In a separate bowl, combine:
1 1/2 cups unbleached flour
1 teaspoon baking soda
1 teaspoon salt

Then stir dry ingredients and 1/2 cup chopped nuts (pecans or walnuts) into banana mixture.

Turn into prepared pan. Bake for one hour, or until wooden pick inserted in the center comes out clean. Cool in pan for 10 minutes; allow to finish cooling on a wire rack. Slice and enjoy!

Tuesday, September 1, 2009

I am a juggler.

Not literally. But things are happening so fast I don't have time to write about them.

Josh has strep throat. Fortunately, he went to the doctor and is taking antibiotics and is on the mend. Casey is also sick and stayed home from classes today. Nathan doesn't feel well, either, but he went to school anyway.

Several of my piano students have been sick, too. I am insisting that everyone use antibacterial gel at the beginning of their lessons, and then I wipe down the piano keys at the end.

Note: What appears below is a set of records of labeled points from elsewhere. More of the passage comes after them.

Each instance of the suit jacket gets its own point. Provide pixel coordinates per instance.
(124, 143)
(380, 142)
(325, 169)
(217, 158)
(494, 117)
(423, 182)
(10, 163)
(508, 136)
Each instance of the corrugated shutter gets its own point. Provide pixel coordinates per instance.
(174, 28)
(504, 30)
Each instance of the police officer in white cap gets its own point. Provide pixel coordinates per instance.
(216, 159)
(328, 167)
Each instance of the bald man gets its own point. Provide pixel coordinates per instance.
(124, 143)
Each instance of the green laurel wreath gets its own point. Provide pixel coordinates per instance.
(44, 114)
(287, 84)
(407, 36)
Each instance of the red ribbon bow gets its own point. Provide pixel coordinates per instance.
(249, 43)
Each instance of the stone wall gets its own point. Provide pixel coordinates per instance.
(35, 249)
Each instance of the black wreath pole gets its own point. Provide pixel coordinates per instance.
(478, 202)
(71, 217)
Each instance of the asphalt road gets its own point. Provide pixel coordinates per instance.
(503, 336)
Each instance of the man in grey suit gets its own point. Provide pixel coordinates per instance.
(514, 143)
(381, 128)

Otherwise, my students seem happier than they have ever been. I am working with a great group of children and adults, enthusiastic and motivated, and everyone seems to really like the music they are playing right now. Because of this, they are willing to tolerate the scales and chords and corresponding music theory I am gently forcing on them. Last week, when I introduced this material, I proclaimed that if all my students at the mid-elementary level and above cannot identify all twelve major key signatures--and play their corresponding scales--by the end of the year, I am going to retire as a piano teacher and get a job at Wal-Mart or McDonald's. My hope was that this would motivate everyone to insure my future as their instructor. I realize now, though, that there are a couple of people out there who view this as an opportunity to end the "torture" they face every week. The war is raging.

Seriously, though, so far, so good. And the online lessons are going well. I am working with a family who used to be neighbors but now live in Kansas City. We are having our weekly lessons via Skype. I am delighted to be able "see" them once again.

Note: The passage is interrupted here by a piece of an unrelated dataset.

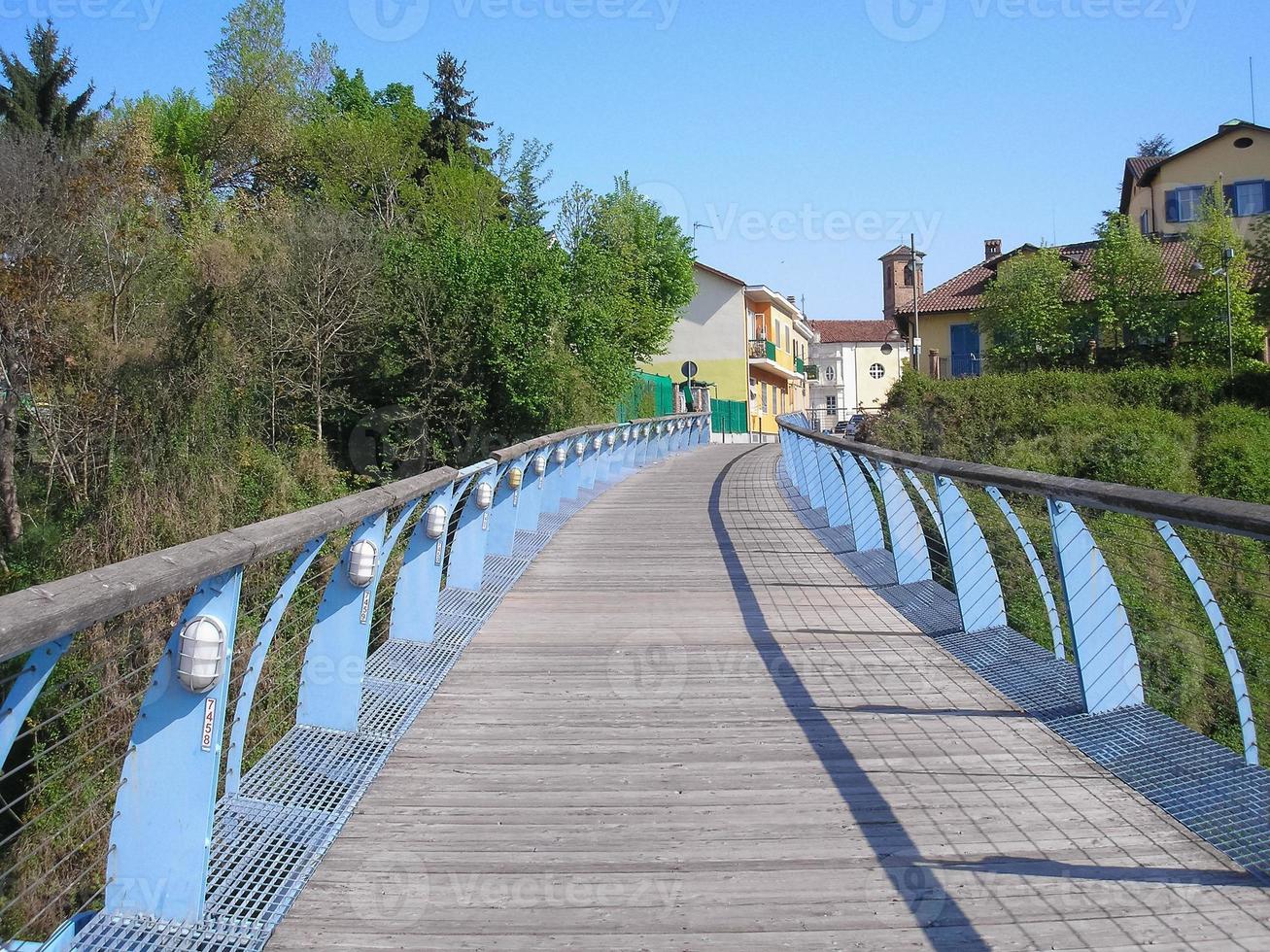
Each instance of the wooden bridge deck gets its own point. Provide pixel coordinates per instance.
(689, 727)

I am doing a pretty good job of meeting the daily goals I set for myself this new academic year. I haven't been getting up as early as I had planned, but I'm not getting to bed as early, either, and a girl can't burn her candle at BOTH ends for long. Besides, rising at 7AM isn't exactly sleeping in. One thing I should have put on the original schedule is algebra. Nathan is really struggling with eighth grade algebra, and since public school doesn't provide for individualized instruction, I have no choice but to help him with his homework. That hour we are spending together every morning (and we typically spend another hour every night) is the time I had scheduled for piano practice. The best laid plans of mice and men. Eventually, I hope I will be able to do it ALL, but in the meantime I am taking care of what's most important, and trying not to beat myself up too hard.

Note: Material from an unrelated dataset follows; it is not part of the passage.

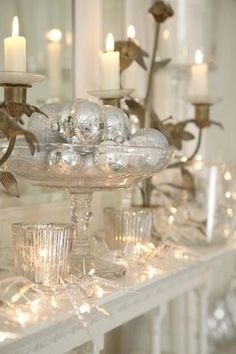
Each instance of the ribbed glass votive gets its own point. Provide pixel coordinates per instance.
(126, 227)
(42, 251)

Because I am really doing a darn good job of prioritizing. Writing my "morning pages." Exercising. Taking care of the house. Doing a bit of cooking and baking. This morning I took advantage of the unseasonably cool weather we are having here in metro Atlanta and turned on the oven and baked two loaves of banana bread. It was delicious--arguably, the best banana bread I have ever made. I have three bananas left, just enough for another loaf. Tomorrow morning, I will bake it, take a picture, and post the recipe.

Most exciting, I am really working on my novel. I turned in my outline last Wednesday and, now that I have decided the basic structure for the story, I can hardly wait to start writing every morning. My goal is to complete 1000 words--approximately two pages, requiring approximately two hours--every day, five days a week. Right now, my word count for this week is only 2300; I had a bit of a personal crisis to deal with this morning, and it put me behind. That's reality. I'm sure there will be other interruptions as time goes by. So whatever I am unable to finish during the week, I will make up over the week-end. I am determined.

Finally, I found a kitten--or, more accurately, a kitten found me. His name is Panzer. Here is Panzer getting acquainted with my dog, Karma.

Unfortunately, Casey is severely allergic to cats, so until I figure out how to manage that situation, Panzer is staying elsewhere. But I am going to bring him home just as soon as I can. I miss my kitty!